El otro encuentro amical que quiero glosar fue con un profesional de la medicina sabio, responsable y jovial, combinación difícil dónde las haya. Salía de una iglesia acompañado de su mujer, su suegra y otras piadosas damas. Tras los saludos de rigor, se hizo un pequeño "aparte", mujeres por un lado, varones por otro, en el que yendo de un lugar común a otro terminamos recalando en el vidrioso tópico de las curaciones difíciles, las esperanzas de vida, la importancia del mapa completo del genoma humano y de las posibilidades que abre en el progreso de la medicina, al que mi amigo no ponía límite alguno. Conocedor de su conservadurismo, empezaba yo a sorprenderme un tanto de su discurso, cuando me regala una apostilla tranquilizadora y balsámica:
-Todo esto y la divina providencia, claro está.

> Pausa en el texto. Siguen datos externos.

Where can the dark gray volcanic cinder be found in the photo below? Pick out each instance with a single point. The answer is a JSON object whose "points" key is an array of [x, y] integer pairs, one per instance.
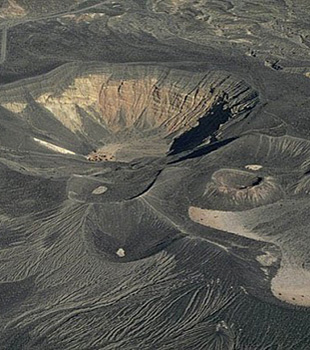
{"points": [[155, 175]]}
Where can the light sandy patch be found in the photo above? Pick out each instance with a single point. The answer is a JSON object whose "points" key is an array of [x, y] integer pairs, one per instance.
{"points": [[292, 282], [53, 147], [266, 259], [253, 167], [106, 153], [121, 252], [99, 190], [15, 107], [292, 285]]}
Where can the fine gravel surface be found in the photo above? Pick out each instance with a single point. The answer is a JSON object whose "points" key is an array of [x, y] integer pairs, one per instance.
{"points": [[155, 175]]}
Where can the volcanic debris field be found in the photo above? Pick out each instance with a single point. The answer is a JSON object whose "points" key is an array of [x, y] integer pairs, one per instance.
{"points": [[155, 175]]}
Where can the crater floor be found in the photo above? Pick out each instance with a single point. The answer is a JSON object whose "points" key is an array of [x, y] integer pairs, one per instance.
{"points": [[154, 162]]}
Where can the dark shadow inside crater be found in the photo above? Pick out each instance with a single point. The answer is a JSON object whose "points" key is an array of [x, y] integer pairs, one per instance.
{"points": [[207, 127]]}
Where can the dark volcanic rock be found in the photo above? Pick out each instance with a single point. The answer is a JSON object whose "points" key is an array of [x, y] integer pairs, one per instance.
{"points": [[154, 165]]}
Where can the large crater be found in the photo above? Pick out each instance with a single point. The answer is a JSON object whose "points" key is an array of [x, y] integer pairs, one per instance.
{"points": [[120, 113]]}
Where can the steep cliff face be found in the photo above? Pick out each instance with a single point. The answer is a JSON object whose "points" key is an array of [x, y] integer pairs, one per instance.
{"points": [[143, 108], [128, 112]]}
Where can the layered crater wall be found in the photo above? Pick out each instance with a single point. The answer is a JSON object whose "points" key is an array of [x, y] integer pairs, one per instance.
{"points": [[125, 107]]}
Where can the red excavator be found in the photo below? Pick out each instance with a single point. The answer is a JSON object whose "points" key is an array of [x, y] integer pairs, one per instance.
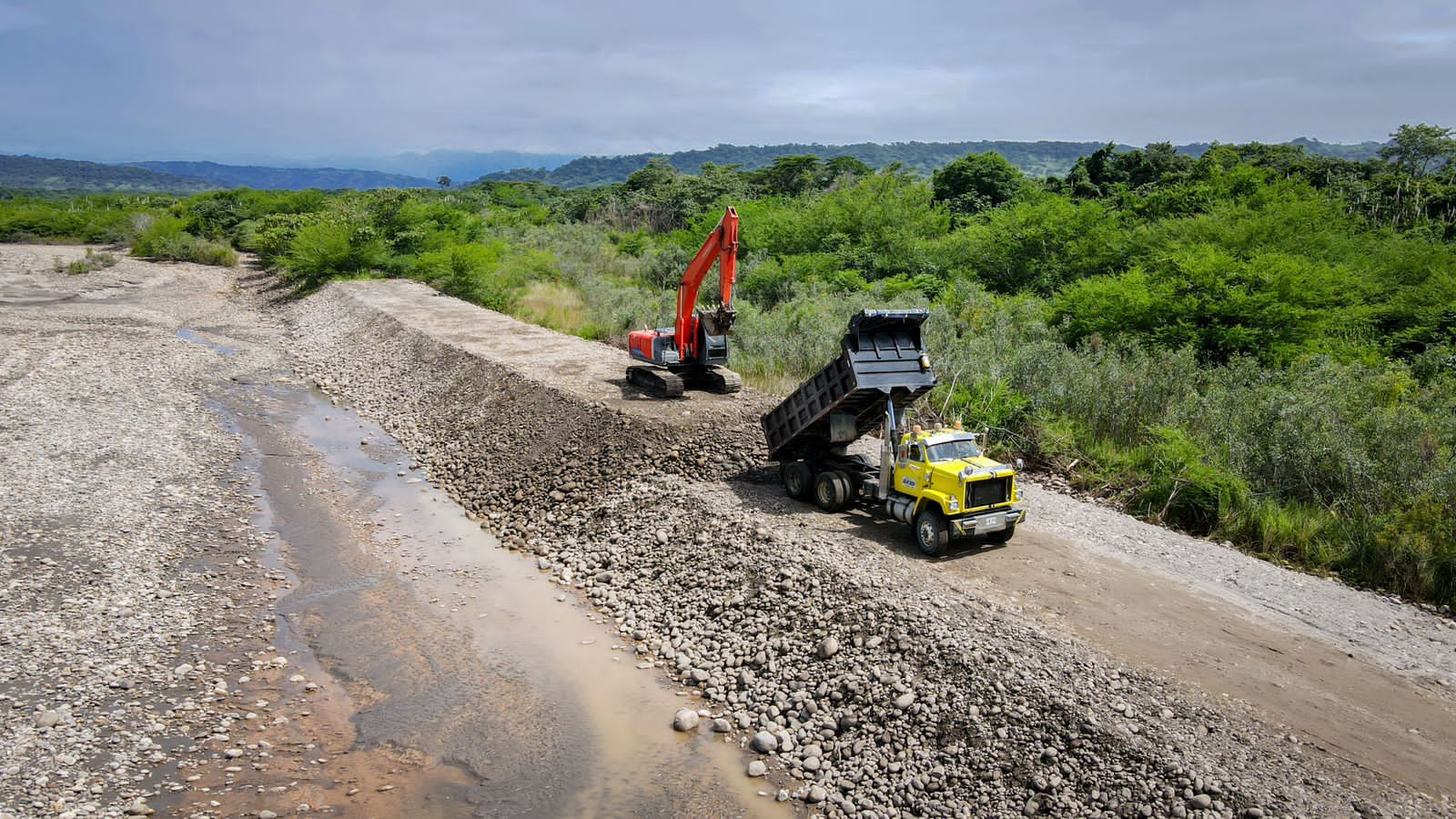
{"points": [[692, 353]]}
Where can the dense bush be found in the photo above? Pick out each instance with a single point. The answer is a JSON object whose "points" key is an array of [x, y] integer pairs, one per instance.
{"points": [[165, 238]]}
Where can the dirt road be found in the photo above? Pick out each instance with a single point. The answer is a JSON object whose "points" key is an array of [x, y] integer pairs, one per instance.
{"points": [[252, 589], [346, 634]]}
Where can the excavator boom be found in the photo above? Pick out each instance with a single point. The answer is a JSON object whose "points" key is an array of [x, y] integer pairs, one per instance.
{"points": [[692, 351], [721, 247]]}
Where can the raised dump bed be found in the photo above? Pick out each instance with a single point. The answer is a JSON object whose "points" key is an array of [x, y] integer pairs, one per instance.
{"points": [[881, 359]]}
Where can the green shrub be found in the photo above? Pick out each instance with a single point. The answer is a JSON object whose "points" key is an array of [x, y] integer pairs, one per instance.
{"points": [[472, 273], [92, 261], [325, 249], [165, 238]]}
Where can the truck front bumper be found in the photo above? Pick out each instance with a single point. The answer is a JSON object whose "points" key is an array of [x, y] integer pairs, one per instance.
{"points": [[989, 521]]}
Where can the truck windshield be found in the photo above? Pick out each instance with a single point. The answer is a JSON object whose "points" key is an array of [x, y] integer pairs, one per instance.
{"points": [[960, 450]]}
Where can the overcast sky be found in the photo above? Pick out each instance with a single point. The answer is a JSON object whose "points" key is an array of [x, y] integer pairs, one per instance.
{"points": [[155, 79]]}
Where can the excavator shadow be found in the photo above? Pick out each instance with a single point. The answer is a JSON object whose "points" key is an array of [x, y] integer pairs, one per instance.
{"points": [[631, 392], [763, 496]]}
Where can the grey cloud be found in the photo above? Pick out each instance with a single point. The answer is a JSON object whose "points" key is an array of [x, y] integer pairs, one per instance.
{"points": [[155, 79]]}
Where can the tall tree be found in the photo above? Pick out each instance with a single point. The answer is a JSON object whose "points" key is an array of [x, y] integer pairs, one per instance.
{"points": [[1420, 149], [977, 181]]}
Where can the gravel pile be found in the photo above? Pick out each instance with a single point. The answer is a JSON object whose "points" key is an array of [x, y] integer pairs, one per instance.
{"points": [[863, 687]]}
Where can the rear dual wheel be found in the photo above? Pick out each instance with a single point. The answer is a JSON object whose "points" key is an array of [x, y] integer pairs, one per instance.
{"points": [[798, 480], [832, 490]]}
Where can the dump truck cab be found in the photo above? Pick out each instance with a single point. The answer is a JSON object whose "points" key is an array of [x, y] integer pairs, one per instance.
{"points": [[946, 487]]}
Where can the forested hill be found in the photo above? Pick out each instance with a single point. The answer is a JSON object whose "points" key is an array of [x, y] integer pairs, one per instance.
{"points": [[1034, 159], [288, 178], [34, 172]]}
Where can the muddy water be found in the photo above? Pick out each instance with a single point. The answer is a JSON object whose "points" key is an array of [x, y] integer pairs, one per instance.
{"points": [[459, 654]]}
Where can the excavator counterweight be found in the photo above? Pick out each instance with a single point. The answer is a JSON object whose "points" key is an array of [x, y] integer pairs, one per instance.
{"points": [[692, 353]]}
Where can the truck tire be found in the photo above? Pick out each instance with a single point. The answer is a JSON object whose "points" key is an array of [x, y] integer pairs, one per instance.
{"points": [[1004, 535], [798, 481], [932, 532], [832, 490]]}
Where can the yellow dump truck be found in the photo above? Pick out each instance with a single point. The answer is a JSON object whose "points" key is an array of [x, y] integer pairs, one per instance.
{"points": [[939, 481]]}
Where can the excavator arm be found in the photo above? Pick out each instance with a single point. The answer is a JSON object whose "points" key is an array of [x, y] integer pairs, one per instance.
{"points": [[721, 247], [692, 353]]}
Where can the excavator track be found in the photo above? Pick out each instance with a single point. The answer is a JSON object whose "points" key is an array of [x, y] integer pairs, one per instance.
{"points": [[655, 380], [713, 379]]}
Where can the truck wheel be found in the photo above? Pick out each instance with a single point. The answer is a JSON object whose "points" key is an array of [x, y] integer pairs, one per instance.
{"points": [[932, 533], [832, 490], [798, 481], [1004, 535]]}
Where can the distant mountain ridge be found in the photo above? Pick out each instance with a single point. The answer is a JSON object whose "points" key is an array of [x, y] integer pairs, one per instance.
{"points": [[40, 174], [286, 178], [459, 165], [1034, 157]]}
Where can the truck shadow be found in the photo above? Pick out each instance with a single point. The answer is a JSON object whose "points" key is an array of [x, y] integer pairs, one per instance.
{"points": [[761, 491]]}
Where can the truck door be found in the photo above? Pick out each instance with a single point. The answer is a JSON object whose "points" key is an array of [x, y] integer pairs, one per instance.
{"points": [[910, 468]]}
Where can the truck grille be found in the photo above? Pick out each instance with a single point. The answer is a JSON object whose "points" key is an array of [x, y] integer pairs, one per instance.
{"points": [[987, 491]]}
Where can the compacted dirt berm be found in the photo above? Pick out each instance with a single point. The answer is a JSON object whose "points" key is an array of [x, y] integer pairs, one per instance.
{"points": [[935, 480], [693, 351]]}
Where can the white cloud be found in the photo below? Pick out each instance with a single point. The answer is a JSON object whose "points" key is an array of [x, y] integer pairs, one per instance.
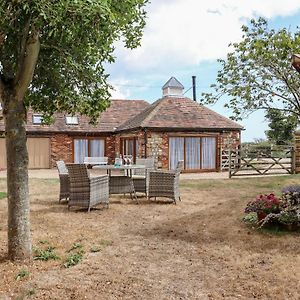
{"points": [[120, 90], [186, 32]]}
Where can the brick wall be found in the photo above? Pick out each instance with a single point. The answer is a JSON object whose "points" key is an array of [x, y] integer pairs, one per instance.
{"points": [[297, 151], [158, 144], [61, 148]]}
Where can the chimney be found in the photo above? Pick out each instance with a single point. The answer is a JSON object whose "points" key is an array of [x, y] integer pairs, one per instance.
{"points": [[194, 88], [173, 88]]}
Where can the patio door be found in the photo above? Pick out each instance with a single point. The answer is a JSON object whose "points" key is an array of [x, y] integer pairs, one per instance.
{"points": [[129, 146], [88, 147], [198, 153]]}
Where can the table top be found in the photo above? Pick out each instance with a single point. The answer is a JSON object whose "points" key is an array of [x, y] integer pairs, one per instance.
{"points": [[123, 167]]}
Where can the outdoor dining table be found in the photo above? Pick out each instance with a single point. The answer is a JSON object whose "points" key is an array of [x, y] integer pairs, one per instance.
{"points": [[121, 184]]}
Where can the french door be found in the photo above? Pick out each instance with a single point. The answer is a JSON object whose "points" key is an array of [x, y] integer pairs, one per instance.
{"points": [[198, 153], [129, 146], [88, 147]]}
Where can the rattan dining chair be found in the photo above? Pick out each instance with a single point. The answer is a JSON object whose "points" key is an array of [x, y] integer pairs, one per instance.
{"points": [[86, 191], [63, 173], [165, 183], [141, 176]]}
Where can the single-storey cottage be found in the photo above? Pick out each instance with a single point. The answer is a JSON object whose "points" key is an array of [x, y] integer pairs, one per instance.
{"points": [[172, 128]]}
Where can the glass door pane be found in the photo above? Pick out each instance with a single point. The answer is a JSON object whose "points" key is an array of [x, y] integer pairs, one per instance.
{"points": [[176, 151], [208, 153], [80, 150], [192, 153], [97, 148]]}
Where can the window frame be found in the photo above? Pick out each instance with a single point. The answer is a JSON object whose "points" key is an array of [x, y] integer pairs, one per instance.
{"points": [[89, 144], [135, 146], [201, 149], [71, 123], [37, 116]]}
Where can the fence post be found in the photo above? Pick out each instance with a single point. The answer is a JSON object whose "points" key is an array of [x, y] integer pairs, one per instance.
{"points": [[229, 163], [293, 162]]}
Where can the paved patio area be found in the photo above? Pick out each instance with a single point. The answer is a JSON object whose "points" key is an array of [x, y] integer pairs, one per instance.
{"points": [[52, 173]]}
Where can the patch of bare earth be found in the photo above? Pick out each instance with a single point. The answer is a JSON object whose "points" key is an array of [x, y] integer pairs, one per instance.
{"points": [[197, 249]]}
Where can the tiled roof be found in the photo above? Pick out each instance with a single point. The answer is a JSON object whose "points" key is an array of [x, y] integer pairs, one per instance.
{"points": [[118, 112], [179, 113]]}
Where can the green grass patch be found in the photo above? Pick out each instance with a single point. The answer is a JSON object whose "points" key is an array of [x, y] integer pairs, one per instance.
{"points": [[22, 274], [3, 195], [75, 255], [73, 259], [45, 254], [100, 246]]}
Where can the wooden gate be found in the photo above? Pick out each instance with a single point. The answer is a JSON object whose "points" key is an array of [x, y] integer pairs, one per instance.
{"points": [[279, 160]]}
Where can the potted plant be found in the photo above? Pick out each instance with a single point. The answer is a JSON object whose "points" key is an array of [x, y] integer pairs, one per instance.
{"points": [[263, 205]]}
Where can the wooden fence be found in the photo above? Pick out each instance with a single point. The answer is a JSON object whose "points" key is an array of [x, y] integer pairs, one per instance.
{"points": [[275, 161]]}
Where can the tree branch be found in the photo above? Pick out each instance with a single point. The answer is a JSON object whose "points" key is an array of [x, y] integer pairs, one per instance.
{"points": [[2, 38], [31, 54], [23, 42]]}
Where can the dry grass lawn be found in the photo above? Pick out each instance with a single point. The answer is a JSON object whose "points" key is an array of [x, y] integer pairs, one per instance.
{"points": [[198, 249]]}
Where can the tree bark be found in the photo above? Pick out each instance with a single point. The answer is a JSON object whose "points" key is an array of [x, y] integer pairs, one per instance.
{"points": [[19, 239]]}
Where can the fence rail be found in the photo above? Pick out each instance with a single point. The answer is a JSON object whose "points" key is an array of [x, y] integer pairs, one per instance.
{"points": [[279, 161]]}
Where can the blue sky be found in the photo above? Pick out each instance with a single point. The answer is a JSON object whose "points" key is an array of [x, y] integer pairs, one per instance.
{"points": [[183, 38]]}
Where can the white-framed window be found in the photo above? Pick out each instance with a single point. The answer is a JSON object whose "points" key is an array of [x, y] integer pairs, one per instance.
{"points": [[71, 120], [37, 119]]}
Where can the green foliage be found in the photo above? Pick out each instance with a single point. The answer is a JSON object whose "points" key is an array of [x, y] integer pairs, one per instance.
{"points": [[95, 249], [101, 244], [250, 218], [281, 126], [258, 73], [75, 257], [22, 274], [76, 41], [45, 254]]}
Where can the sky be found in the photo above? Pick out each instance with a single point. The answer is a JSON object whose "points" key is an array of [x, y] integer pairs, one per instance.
{"points": [[183, 38]]}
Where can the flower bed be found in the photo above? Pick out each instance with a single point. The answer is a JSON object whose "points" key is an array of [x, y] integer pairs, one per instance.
{"points": [[284, 210]]}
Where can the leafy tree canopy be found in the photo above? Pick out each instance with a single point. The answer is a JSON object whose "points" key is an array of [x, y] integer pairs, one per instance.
{"points": [[281, 126], [258, 73], [73, 38]]}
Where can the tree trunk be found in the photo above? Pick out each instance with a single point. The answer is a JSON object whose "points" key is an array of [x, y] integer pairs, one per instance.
{"points": [[19, 239]]}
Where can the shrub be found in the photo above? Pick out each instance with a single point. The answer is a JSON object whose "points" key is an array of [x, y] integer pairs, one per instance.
{"points": [[264, 203], [74, 257], [45, 254], [22, 274]]}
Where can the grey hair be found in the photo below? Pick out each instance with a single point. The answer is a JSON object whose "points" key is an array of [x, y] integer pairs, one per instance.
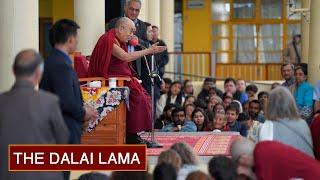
{"points": [[27, 62], [129, 1], [122, 21], [186, 153], [241, 146], [281, 105]]}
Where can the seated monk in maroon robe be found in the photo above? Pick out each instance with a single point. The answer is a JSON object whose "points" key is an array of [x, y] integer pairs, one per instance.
{"points": [[110, 58]]}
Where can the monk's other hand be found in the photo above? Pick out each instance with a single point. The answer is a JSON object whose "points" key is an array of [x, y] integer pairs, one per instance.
{"points": [[90, 113], [157, 49]]}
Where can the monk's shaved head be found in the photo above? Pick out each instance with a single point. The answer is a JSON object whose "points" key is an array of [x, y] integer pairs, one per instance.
{"points": [[124, 22], [26, 62], [241, 146]]}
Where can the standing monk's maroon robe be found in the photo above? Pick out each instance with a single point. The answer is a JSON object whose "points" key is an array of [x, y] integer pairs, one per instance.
{"points": [[104, 64]]}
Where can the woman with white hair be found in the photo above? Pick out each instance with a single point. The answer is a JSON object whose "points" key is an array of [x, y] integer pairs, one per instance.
{"points": [[284, 124]]}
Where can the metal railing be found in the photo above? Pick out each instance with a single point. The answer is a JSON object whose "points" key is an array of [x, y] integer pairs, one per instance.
{"points": [[199, 65]]}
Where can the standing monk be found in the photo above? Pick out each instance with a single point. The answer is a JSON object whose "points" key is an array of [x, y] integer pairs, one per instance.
{"points": [[110, 58]]}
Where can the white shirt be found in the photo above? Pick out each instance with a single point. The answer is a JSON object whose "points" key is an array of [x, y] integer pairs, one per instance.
{"points": [[266, 131]]}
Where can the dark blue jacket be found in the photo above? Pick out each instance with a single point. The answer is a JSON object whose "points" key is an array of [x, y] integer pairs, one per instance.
{"points": [[59, 78]]}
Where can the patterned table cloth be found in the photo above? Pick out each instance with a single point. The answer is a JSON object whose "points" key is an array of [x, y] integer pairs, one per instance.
{"points": [[104, 100]]}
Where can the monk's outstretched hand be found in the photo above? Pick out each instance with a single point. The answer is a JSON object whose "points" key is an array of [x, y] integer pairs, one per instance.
{"points": [[157, 49]]}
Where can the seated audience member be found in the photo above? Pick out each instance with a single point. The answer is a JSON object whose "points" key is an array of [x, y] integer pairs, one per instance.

¡Y tan claro!, me digo yo a mi mismo. En mi incorregible ingenuidad, sigo asombrándome del prodigio neuronal que lleva a estas gentes a confiar en el método científico y creer simultánea y ciegamente en la voluntad divina.
Tenía pensado también hablar de las inhalaciones de polvo paterno de Keith Richards. De esto es Moncho Alpuente el responsable de que me inhiba. Me enteré de las bizarras declaraciones por mi mujer, que había sabido de ellas por otra persona que no conocía la identidad del sujeto. Este desconocimiento tuvo un efecto maravilloso: me entró un ataque de risa repetitivo, jocundo e interminable que no hubiese tenido lugar si estuviese enterado de quien era el propietario de la nariz esnifadora, antropofágica y, en cierto modo, edípica.